Dal Settecento alla musica popolare, tra elogi e conferme

Palazzo Barberini è stato ancora una volta lo scenario memorabile del Rome Chamber Music Festival, evento arrivato alla quattordicesima edizione e che quest’anno ha messo in connessione la tradizione barocca con la sperimentazione moderna.

Ormai dal 2012, il Rome Chamber Music Festival, diretto da Robert McDuffie, ha trovato una sede stabile in uno dei luoghi magici della capitale, ovvero Palazzo Barberini, nello specifico nel Salone affrescato da Pietro da Cortona con il Trionfo della Divina Provvidenza; un ambiente fastoso e ipnotizzante per la sua bellezza, cornice ideale per un festival che nel corso degli anni è riuscito ad affermarsi come una delle realtà più significative dell’estate romana.
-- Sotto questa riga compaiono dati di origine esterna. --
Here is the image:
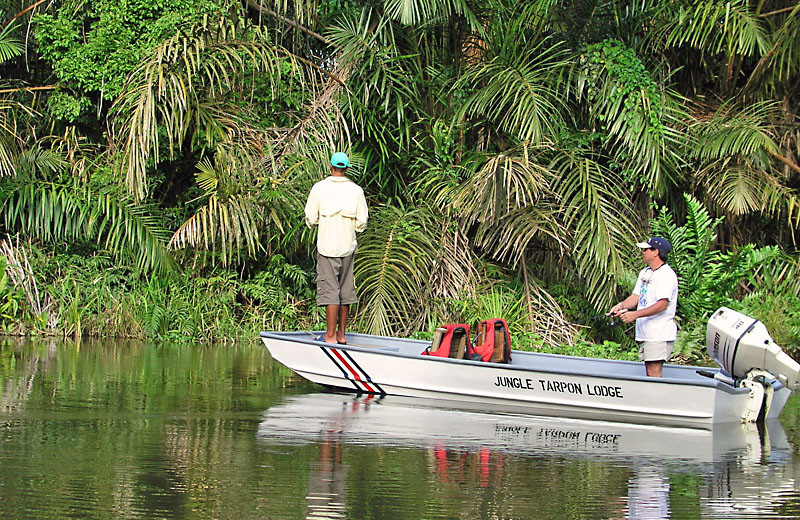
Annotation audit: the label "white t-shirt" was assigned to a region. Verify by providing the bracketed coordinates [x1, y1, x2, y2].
[633, 264, 678, 341]
[305, 176, 367, 257]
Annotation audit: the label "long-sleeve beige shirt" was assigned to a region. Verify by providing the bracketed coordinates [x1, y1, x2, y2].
[305, 176, 368, 257]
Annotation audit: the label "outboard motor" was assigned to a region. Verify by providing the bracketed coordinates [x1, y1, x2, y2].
[706, 307, 800, 391]
[706, 307, 800, 422]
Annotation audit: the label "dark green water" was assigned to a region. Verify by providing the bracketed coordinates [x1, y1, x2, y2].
[0, 340, 800, 519]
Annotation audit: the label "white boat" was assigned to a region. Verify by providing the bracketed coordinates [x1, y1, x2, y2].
[257, 392, 792, 466]
[256, 393, 800, 518]
[261, 307, 800, 427]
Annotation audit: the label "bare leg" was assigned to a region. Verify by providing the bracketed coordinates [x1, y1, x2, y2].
[336, 305, 350, 343]
[324, 305, 341, 343]
[644, 361, 664, 377]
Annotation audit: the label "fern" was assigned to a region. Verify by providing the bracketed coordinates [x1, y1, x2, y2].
[652, 195, 779, 323]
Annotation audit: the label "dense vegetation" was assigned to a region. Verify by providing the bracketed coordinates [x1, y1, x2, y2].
[0, 0, 800, 360]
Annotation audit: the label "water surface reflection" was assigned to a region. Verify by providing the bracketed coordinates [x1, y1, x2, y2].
[0, 340, 800, 520]
[258, 393, 800, 519]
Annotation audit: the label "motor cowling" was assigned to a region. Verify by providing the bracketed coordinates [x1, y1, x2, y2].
[706, 307, 800, 391]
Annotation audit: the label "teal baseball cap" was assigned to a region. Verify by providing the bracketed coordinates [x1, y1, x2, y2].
[331, 152, 350, 168]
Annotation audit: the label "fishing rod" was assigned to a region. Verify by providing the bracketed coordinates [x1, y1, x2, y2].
[570, 312, 622, 327]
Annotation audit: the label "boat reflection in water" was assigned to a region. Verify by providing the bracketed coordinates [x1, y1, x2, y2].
[257, 393, 800, 518]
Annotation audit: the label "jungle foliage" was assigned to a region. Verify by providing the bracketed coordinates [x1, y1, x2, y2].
[0, 0, 800, 359]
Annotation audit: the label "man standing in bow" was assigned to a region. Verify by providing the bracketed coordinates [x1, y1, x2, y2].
[305, 152, 367, 344]
[609, 237, 678, 377]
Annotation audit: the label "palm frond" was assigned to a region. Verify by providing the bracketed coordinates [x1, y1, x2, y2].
[355, 206, 437, 335]
[550, 152, 636, 310]
[688, 101, 780, 164]
[454, 39, 567, 144]
[573, 40, 680, 195]
[111, 17, 292, 200]
[657, 0, 769, 57]
[744, 4, 800, 92]
[384, 0, 480, 30]
[167, 195, 262, 264]
[446, 146, 549, 225]
[0, 23, 25, 64]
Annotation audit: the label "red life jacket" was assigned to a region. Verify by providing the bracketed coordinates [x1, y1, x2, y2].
[422, 323, 473, 359]
[473, 318, 511, 363]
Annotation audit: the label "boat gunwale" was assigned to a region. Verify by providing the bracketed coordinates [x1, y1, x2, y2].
[260, 331, 750, 395]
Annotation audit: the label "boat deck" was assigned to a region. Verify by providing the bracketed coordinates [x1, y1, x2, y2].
[262, 332, 719, 386]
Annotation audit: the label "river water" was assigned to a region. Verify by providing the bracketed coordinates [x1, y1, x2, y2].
[0, 339, 800, 520]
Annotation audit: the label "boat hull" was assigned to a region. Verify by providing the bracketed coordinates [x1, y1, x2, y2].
[261, 333, 789, 426]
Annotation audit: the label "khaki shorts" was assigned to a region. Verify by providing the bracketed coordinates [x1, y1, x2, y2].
[639, 341, 675, 361]
[317, 253, 358, 307]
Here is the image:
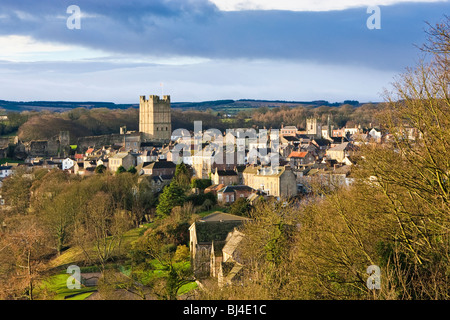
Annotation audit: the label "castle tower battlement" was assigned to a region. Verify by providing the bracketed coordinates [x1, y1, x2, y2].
[139, 95, 172, 142]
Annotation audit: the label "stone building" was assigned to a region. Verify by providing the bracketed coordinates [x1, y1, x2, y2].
[139, 95, 172, 142]
[243, 166, 297, 198]
[189, 212, 250, 279]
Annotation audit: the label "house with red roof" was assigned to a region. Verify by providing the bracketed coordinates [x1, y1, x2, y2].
[287, 151, 316, 170]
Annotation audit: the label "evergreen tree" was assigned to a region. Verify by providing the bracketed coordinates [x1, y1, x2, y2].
[156, 180, 186, 217]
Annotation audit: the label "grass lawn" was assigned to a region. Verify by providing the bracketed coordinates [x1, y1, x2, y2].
[0, 158, 24, 164]
[49, 223, 152, 268]
[36, 273, 96, 300]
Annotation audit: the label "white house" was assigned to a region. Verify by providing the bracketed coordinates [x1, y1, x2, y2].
[0, 166, 13, 179]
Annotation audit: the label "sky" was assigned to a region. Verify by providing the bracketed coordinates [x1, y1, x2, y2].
[0, 0, 450, 103]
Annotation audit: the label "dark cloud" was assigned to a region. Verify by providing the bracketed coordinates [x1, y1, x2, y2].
[0, 0, 449, 69]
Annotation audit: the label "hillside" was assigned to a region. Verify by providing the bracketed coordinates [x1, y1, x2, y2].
[0, 99, 370, 113]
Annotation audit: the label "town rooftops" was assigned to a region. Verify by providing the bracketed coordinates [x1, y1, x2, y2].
[218, 185, 254, 193]
[288, 151, 308, 158]
[143, 160, 176, 169]
[216, 170, 237, 176]
[111, 152, 129, 159]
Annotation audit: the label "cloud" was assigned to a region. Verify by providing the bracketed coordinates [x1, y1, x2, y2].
[0, 59, 395, 103]
[211, 0, 447, 11]
[0, 0, 448, 102]
[0, 0, 448, 69]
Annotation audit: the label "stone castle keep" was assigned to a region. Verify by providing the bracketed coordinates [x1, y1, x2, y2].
[5, 95, 172, 159]
[139, 95, 172, 142]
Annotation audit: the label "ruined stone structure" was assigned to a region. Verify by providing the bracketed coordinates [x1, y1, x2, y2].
[22, 131, 70, 157]
[139, 95, 172, 142]
[306, 118, 322, 139]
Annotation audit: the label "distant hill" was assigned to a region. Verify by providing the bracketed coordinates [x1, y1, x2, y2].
[0, 99, 370, 114]
[0, 100, 139, 112]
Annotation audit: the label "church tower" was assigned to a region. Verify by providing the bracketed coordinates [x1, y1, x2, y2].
[139, 95, 172, 142]
[306, 118, 322, 139]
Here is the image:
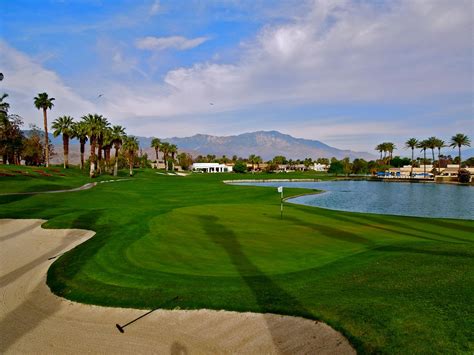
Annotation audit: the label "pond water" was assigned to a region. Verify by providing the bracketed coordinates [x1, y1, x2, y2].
[234, 180, 474, 220]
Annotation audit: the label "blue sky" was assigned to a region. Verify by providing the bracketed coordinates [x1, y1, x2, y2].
[0, 0, 474, 151]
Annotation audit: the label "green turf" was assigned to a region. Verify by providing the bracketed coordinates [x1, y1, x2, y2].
[0, 171, 474, 353]
[0, 165, 127, 194]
Ciò che rende il Rome Chamber un evento unico nel suo genere è il carattere “mecenatistico” degli organizzatori, che propongono concerti di altissimo livello interpretati da giovani e giovanissimi musicisti affiancati da personalità affermate del panorama musicale internazionale.

Quest’anno, il sottotitolo della kermesse ha espresso al meglio l’ampiezza della proposta: Baroque Brahms Bluegrass, tre “B” che definiscono appieno l’ampiezza e la varietà della proposta del festival, che mai come quest’anno ha spaziato dalla tradizione sei-settecentesca (Vivaldi, Corelli e Bach) ai giganti della modernità (Brahms per l’appunto, ma anche Beethoven e Saint-Saëns), per sfociare nell’ambito della tradizione popular incarnata dal genere Bluegrass, evoluzione della tradizione americana country e jazz, intrisa della sensibilità del Sud-Est rurale americano, ricco di elementi blues, gospel e folk. Questa visione sperimentale è caratteristica dello spirito del Festival, che fa corrispondere alla poliedricità dell’interpretazione di artisti di diversa provenienza ed età, l’ampiezza di orizzonte dei generi e delle opere eseguite dal vivo. Ogni serata si è così rivelata un’esperienza unica, un viaggio nel tempo che taglia i secoli e mette in connessione epoche lontane, generando un ponte tra generi apparentemente inconciliabili tra loro.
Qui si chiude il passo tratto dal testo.